Captain Davit nodded to a couple of officers waiting nearby, saying something in Ukrainian that neither Dalton nor Mandy could quite understand. They followed the little group as they crossed the deserted street, Davit reaching out when they stood before the fingerprint-covered greasy glass of the main doors to press the after-hours bell in its slot beside the entrance. They could hear the buzzing whine of the alarm echoing around the lobby. A bald head popped out from around a corner, wild-eyed, toothless. The body attached to it then tottered out from the corner and stood there in the hall, an elderly male, naked, grossly fouled, sucking his thumbs, both of them shoved together into his grinning mouth.
“Oh Jesus,” said Captain Davit in Ukrainian, but Dalton and Mandy knew what he was saying because, under the circumstances, what else was there to say?
 
 
 
THE STAFF HAD FLOWN.
Someone from the docks said a boat had come in from the Russian side of the strait and taken fifteen people, including a large fat man with purple lips, off the customs dock, heading out to sea at around three in the afternoon. Pursuit at this point was pointless. It was a matter for diplomatic negotiations with the Russians.
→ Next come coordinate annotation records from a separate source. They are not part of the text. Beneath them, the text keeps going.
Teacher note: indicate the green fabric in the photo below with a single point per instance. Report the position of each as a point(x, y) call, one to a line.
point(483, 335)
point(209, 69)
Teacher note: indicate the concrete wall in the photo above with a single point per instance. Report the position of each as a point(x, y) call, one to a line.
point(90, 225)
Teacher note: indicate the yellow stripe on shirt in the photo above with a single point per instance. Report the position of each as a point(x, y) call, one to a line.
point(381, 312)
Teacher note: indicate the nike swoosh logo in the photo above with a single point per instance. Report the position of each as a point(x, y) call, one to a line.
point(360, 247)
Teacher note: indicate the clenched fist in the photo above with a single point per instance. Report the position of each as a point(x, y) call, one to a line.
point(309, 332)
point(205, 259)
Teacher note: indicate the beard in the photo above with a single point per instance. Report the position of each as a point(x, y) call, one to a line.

Whatever might happen later, the facts in front of them were that the entire staff of the clinic was gone, baby, gone, and the inmates had to be rounded up, chased down and collared or dragged blubbering from closets and toilet stalls on all five floors of the clinic; in the end almost fifty people, including about nine men from a locked-down section with a sign on it that read, in large red letters:
.
“Chronic Ward,” explained Captain Davit, watching with distaste and a trace of nausea as the ambulance people and a few unlucky junior cops went through the filthy ward, looking under tables and through unspeakable washrooms—looking, in the end, not so much for inmates as for survivors.
Mandy and Dalton trailed through, Mandy with a cloth held against her face, Dalton smoking a Balkan Sobranie, his expression cold and stony. A young medic came running up to Captain Davit, her broad, sweet face contorted in horror. Davit listened for a time, and then turned to look at Dalton and Mandy, his young face as hard as Dalton’s now.
“In the basement. We must look. Please come.”
In the basement—a medieval horror of crumbling concrete pillars, rubbish, rags, rusted-out medical gear, old moldering beds, huge laundry machines, a row of dryers large enough to tumble-dry a moose, dripping walls, and an appalling stench that seemed to stir up under the dragging foot like a pale green cloud—at the far end, under a low tangle of copper tubes, rags hanging from them like Spanish moss from a live oak, lay two bodies:
One male—a young man, with a military crew cut, a U.S. Navy tattoo on his left biceps, his hands tied behind him, his face a ruin. It had been beaten in with a lead pipe, which lay beside him, as if thrown down by the killer as he turned away. Droplets of blood, still red and still damp, sprayed out in every direction from the shattered remnants of the boy’s skull.